Vocalist Kevin Hahn’s singing is very much in the classic metal style, and if you are a fan of bands who deliver heavy metal with a crunch then you should take a listen. His delivery is clean and crisp, full of power and drawing comparisons with a wide range of top metal singers. There is plenty of early riffing, anthemic posturing and macho tempos that demand fist pumping, head banging and general metal frivolity. Hahn is also no slouch on guitar, his slicing lead work firing out solos like bullets, whilst the rhythm is nailed down by guitarist and founder Eric Sexton-Dorsett, who also adds the bass work on the album. The line up is completed by the reliable and Eric Detablan on drums who provides a concrete platform.
It’s not all studs and leather though. ‘There’s Something in the Fog’ throws in some Watchtower like time changes and variation, unpredictable and unconventional. The title track utilises some subtle synths that add a layer underneath a punishingly heavy riff. It’s a dark and doomy song, which takes some bizarre and random twists and turns. After the more traditional opening songs, there’s a fair amount of the unexpected hitting you. This might not be as traditional as initially expected.
At times the music moves to epic levels, bombastic and dramatic.
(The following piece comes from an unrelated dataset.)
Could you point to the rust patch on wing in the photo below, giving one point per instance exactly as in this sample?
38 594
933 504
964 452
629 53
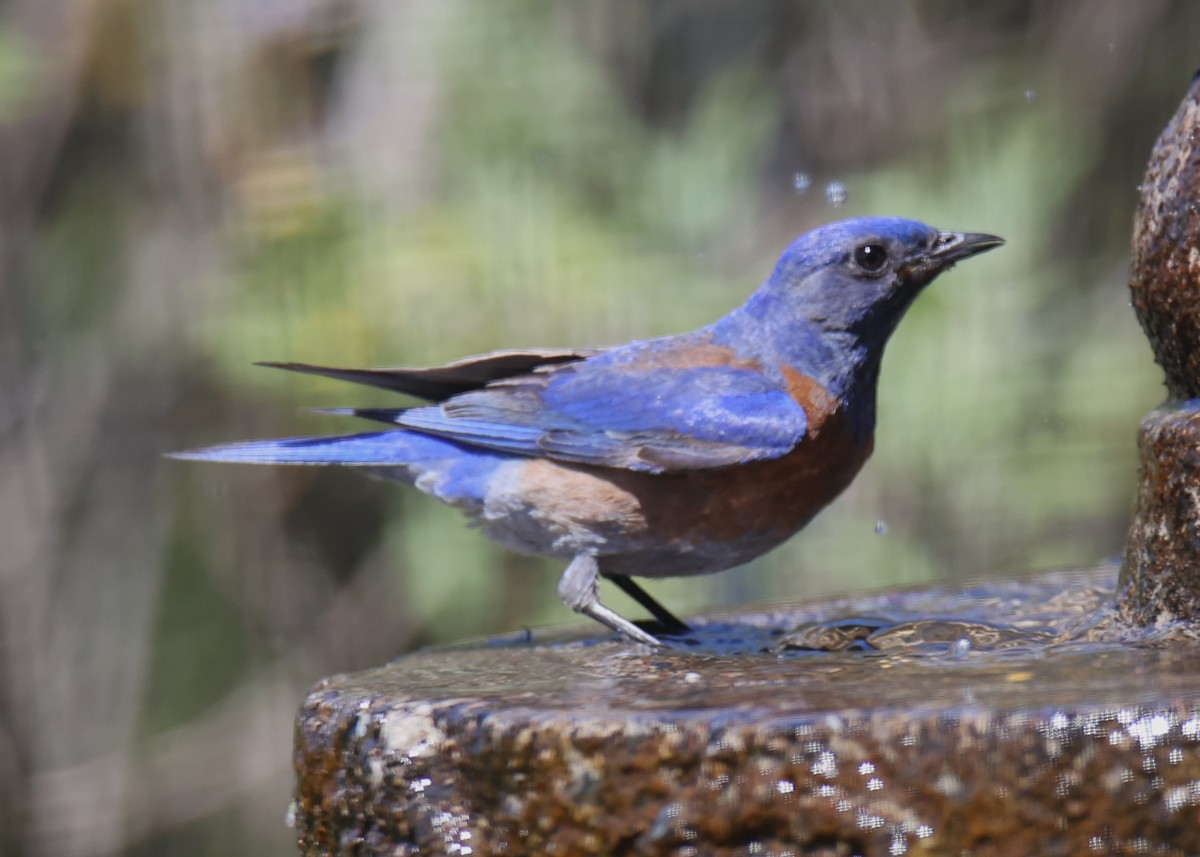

The duo of ‘Diviner of Truth’ and ‘Blood Libel (A Vampire Tale)’ both slot easily into this category, with the songs creating horror and imagery whilst the tempo, drumming and overall playing borders thrash at times. It’s an intriguing approach for whilst there are elements of conventional metal, much of the style sits with more extreme and technically challenging bands. It’s a contrast that works well, albeit on occasion a little overdone. Whilst you are screaming for a straight-ahead banger, such as penultimate thrasher ‘Mushroom Clouds at Night’, Sleepless routinely divert and change their entire direction, whipping around in front of you before flipping back over and causing you to change aspects once more.
It all comes to a huge crescendo on what can only be described as a magnificent finale – ‘The Man Who Could Not Sleep’ standing head and shoulders above everything else in six glorious minutes of progressive and doom drenched metal. It’s worth the other 31 minutes just to get to this point. And that’s not to downplay a very decent release overall, but ‘The Man Who Could Not Sleep’ is an intoxicating and heady mix of styles that feels like an old friend as well as new acquaintance.
Host of Desecration is an album of contrasts, changes, and unpredictability. It’s fresh and contemporary with an old school feel and well worth 40 minutes of your time.